Ruizhao Zhu, Peng Huang, Eshed Ohn-Bar and Venkatesh Saligrama. Boston University.
This is official PyTorch/GPU implementation of the paper Learning to Drive Anywhere:
@inproceedings{zhu2023learning,
title={Learning to Drive Anywhere via Regional Channel Attention},
author={Zhu, Ruizhao and Huang, Peng and Ohn-Bar, Eshed and Saligrama, Venkatesh},
booktitle={7th Annual Conference on Robot Learning},
year={2023}
}
@article{zhu2023learning,
title={Learning to Drive Anywhere},
author={Zhu, Ruizhao and Huang, Peng and Ohn-Bar, Eshed and Saligrama, Venkatesh},
journal={arXiv preprint arXiv:2309.12295},
year={2023}
}
[10/08] Adding a minimal version for training and testing. More functions will coming soon!
- Datasets preparation
- Minimal training and testing code
- Detailed instructions and scripts for training with different settings (centralized, semi-supervised and federated).
- Carla data collection code
- Pretrained models.
- To run CARLA and train the models, make sure you are using a machine with at least a mid-end GPU.
- We run our model on CARLA 0.9.13, install and environment needed here.
- Please follow requirement.txt to setup the environment.

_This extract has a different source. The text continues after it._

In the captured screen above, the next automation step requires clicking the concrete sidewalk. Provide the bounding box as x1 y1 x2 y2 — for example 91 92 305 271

You can sign up and download the Full Dataset(v1.0) from the nuScenes official website. We follow nuScenes devkit github repo to build the dataset we use in datasets/realworld_data/nuscenes_dataset.py
You can and download the Argoverse 2 Sensor Dataset from the Argoverse 2 official website. We follow av2-api github repo to build the dataset we use in datasets/realworld_data/av2_dataset.py
.
This code includes a data preprocessing function which save the data as pickle file for faster later use.
You can and download the Perception Dataset from the Waymo official website. We build the dataset we use in datasets/realworld_data/waymo.py
.
This code includes a data preprocessing function which read tf_records file for pytorch use.
We preprocess and merge these three dataset abovementioned into one dataset in datasets/realworld_data/driving_dataset.py
python train.py
Other training settings is in different functions of driving_method.py
.
python test.py
This repo is released under the Apache 2.0 License (please refer to the LICENSE file for details).